Xl_madama_butterfly_metropolitan-opera-2024-asmik-grigorian_jonathan-tetelman-c-evan_zimmerman_01 © Photo: Evan Zimmerman / Met Opera

La soprano a brulé les planches dans les actes II et III de la reprise, dans la mise en scène de Madame Butterfly d’Anthony Minghella. Elle était, de surcroît, très bien accompagnée par Jonathan Tetelman, Elizabeth DeShong et Lucas Meachen. La direction s’est avérée tantôt pertinente, tantôt en déficit de tension.   

Asmik Grigorian est, actuellement, reconnue comme l’une des grandes titulaires du rôle de Butterfly. Cependant, sur la scène du Metropolitan Opera, au moment de l’entrée en scène de la jeune Cio Cio San, la voix, certes souple, se révèle assez sèche et les accents naturellement graves de la soprano tranchent alors avec la personnalité de cette jeune fille juvénile, voire éthérée. Incontestablement, l’héroïne semble alors un peu trop mature pour ses 15 ans. En dépit d’une notable longueur de souffle, son « Ancora un passo or via » donne à entendre des aigus pas toujours stables, et les sons piani sont rares. 
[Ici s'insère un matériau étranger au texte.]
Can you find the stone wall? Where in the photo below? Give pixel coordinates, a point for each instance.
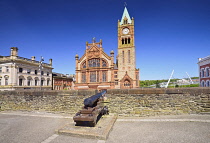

Dans la suite de l’acte I, la voix de la soprano se libère ensuite peu à peu, et l’artiste affiche un bel équilibre entre force et sensibilité. Pour autant, le duo avec Pinkerton (il est vrai dirigé de manière assez neutre par la cheffe) vaut principalement par le talent et l’intensité du chant des deux interprètes, sans atteindre, néanmoins, les sommets attendus dans ce duo d’amour si typiquement puccinien. 

 Dès le début du deuxième acte, Asmik Grigorian apparaît comme transfigurée, car on prend alors conscience de ce qui va faire la singularité et la richesse de sa Butterfly, cette maturité précoce d’une jeune femme dont le volontarisme va croissant, une progression intérieure dont l’aboutissement, le suicide, semblera comme une évidence. De son « Un bel di vedremo », elle fait ressortir chaque mot et, du rêve qu’elle fait, émerge, cependant, une forme de gravité, d’incrédulité qui s’achève sur un aigu puissant et fantastique sur « Io, con sicura fede l’aspetto » (« Avec une confiance sûre, je t’attends »).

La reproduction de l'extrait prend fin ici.